I’ve recently moved into a house which, two owners ago, was tricked out with all the bells and whistles available in the early 1990s. Most of these tchotchkes have fallen into disrepair and must either be abandoned (like the in-wall coax cabling throughout the house) or gussied up. This has caused visits by a stream of spa guys, pool guys and sprinkler guys and I’ve noticed something interesting and consistent in the way they address my wife and me which can help in selling freelance creative.

“See the three holes in the top of that sprinkler head?” says the sprinkler guy. “That’s a Toro. They require a special tool to open the head, so you have to call a service to do it for you. I’ll replace all those with Rainbirds you can adjust yourself.”

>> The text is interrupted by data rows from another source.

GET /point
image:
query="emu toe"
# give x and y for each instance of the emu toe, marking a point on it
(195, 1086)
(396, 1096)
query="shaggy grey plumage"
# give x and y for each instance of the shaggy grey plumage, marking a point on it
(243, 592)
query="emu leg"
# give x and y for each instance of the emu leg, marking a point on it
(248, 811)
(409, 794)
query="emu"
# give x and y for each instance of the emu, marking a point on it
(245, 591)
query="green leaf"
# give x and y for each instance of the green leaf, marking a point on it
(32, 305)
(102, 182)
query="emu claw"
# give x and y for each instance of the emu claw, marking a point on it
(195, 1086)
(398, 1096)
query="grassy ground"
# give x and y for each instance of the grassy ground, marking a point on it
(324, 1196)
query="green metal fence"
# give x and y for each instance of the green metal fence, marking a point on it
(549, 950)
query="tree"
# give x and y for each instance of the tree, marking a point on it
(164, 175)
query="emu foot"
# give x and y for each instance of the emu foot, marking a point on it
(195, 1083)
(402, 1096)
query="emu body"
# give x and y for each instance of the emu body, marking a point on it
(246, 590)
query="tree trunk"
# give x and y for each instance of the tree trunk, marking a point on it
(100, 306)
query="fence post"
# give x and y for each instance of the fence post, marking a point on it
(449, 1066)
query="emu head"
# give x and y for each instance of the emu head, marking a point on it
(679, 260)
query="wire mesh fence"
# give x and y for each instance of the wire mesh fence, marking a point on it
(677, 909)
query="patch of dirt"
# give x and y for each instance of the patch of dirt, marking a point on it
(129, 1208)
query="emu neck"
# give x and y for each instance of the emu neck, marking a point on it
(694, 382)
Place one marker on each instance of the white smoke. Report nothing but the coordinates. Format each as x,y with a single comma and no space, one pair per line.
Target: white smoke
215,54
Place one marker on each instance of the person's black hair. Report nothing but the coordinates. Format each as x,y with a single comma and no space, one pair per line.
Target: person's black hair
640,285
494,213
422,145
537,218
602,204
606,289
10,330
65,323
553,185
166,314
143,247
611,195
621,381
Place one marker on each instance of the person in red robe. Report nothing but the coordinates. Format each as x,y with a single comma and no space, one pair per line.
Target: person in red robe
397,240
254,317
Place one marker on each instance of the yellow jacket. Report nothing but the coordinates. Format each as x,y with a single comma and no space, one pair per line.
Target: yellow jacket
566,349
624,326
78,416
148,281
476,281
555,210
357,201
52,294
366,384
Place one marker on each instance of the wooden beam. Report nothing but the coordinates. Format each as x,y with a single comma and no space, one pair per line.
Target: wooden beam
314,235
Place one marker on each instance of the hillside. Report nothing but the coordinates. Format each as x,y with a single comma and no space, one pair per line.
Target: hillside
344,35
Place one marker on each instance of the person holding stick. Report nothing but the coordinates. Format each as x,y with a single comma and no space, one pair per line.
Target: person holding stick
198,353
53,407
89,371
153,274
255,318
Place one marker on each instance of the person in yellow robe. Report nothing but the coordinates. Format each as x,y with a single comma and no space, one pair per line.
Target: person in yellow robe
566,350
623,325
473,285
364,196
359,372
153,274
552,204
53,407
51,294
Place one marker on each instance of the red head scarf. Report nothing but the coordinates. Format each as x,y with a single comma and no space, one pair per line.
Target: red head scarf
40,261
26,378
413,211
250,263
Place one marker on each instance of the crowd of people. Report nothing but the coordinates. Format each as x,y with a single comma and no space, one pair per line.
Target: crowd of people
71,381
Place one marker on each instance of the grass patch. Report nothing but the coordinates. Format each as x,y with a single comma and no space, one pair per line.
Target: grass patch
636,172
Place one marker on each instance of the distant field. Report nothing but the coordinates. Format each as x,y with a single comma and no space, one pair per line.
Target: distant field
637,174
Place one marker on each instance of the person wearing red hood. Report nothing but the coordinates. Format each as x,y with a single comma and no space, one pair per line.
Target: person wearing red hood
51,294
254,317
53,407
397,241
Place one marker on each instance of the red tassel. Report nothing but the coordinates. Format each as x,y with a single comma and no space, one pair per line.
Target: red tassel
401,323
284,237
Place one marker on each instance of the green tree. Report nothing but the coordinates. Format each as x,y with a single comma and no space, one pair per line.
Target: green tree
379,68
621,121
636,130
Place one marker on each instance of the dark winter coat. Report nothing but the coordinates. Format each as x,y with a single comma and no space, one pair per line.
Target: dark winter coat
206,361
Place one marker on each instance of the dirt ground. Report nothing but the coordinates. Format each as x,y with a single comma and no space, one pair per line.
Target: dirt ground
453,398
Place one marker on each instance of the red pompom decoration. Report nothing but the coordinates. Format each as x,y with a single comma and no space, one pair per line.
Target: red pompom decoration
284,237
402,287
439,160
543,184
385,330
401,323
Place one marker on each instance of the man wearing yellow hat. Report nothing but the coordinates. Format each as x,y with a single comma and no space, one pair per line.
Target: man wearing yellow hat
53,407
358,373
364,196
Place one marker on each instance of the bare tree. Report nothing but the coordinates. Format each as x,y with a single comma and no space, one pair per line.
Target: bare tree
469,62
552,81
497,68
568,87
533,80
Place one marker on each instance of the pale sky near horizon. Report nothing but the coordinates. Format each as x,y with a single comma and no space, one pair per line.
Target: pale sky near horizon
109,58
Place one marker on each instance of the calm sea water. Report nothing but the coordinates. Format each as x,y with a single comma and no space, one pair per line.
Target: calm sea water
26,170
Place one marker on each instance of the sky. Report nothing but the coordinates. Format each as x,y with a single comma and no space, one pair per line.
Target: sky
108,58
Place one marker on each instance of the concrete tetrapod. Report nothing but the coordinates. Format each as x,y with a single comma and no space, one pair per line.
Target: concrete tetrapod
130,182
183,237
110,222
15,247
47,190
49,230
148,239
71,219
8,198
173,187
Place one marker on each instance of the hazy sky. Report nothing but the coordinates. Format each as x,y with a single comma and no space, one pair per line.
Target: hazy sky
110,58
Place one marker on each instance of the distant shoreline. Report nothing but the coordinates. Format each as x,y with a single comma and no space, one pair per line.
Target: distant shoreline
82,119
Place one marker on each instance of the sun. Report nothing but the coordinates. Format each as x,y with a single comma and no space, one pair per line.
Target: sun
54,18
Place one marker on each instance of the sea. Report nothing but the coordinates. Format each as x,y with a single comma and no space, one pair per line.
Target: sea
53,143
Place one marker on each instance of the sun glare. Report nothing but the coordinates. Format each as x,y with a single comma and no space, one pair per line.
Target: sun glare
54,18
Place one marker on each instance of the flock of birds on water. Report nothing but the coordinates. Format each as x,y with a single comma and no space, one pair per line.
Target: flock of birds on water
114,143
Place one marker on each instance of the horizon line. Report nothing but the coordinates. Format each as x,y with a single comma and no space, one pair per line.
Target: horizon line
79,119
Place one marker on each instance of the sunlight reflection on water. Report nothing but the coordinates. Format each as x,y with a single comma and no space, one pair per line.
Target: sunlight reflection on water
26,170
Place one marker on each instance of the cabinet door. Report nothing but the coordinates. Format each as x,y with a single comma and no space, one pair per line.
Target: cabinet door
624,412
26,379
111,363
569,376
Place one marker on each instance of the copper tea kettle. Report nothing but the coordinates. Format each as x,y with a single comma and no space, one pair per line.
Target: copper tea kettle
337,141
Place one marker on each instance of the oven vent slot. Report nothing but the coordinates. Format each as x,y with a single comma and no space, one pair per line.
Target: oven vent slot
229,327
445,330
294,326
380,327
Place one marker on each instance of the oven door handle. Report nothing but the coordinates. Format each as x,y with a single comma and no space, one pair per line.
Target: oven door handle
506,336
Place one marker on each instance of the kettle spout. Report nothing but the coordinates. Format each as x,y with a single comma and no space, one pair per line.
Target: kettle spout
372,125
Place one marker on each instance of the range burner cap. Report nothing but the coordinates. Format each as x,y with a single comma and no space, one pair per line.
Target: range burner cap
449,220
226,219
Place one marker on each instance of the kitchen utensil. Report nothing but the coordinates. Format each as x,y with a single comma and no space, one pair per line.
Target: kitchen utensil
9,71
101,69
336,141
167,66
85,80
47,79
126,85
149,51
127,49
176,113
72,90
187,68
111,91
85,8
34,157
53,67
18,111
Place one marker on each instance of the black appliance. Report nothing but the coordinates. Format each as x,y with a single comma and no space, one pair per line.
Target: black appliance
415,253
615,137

“This is junk,” says the pool guy as he turns the handle on the filter tank. “$125 for a new one.” Water starts to ooze out. “Look at that.” As the gaskets become saturated, the leaks stop. “Well, maybe it’s good for one more season. But keep an eye on it. If you lose your prime [which for some reason is what they call pressure in the system] then your pool will become filled with algae.”

What’s happening in both these instances is that the contractor is sharing a do-it-yourself tip to make me, the client, feel in control while simultaneously instill fears, uncertainties and doubts that I’ll actually be able to do it.

“Write like you talk,” you might tell a client who thinks they can do their own copywriting. “Short sentences, no more than 10 words on average but break those up with an occasional one- or two-word sentence. Paragraphs no longer than five lines, but break them up with an occasional one-line or even one-word paragraph. And your vocabulary should be plain English. No words over ten characters if possible.”

Now who’s going to remember all that? The guy is going to dutifully write it down, and possibly try it, but will quickly abandon the effort and call you. And you may well be able to ease your estimate a bit higher because they now have more appreciation of your craft.

This is why I shake my head at creatives who present their work as a black box and refuse to open the kimono and explain what they’re doing. The more you tell them, the more they will respect and trust you, and the more likely they are to hire you to do it for them. Now I’ve got to go down in the basement, because the last owner loved to tinker with his sprinklers and I’m pretty sure he had one of those special Toro tools.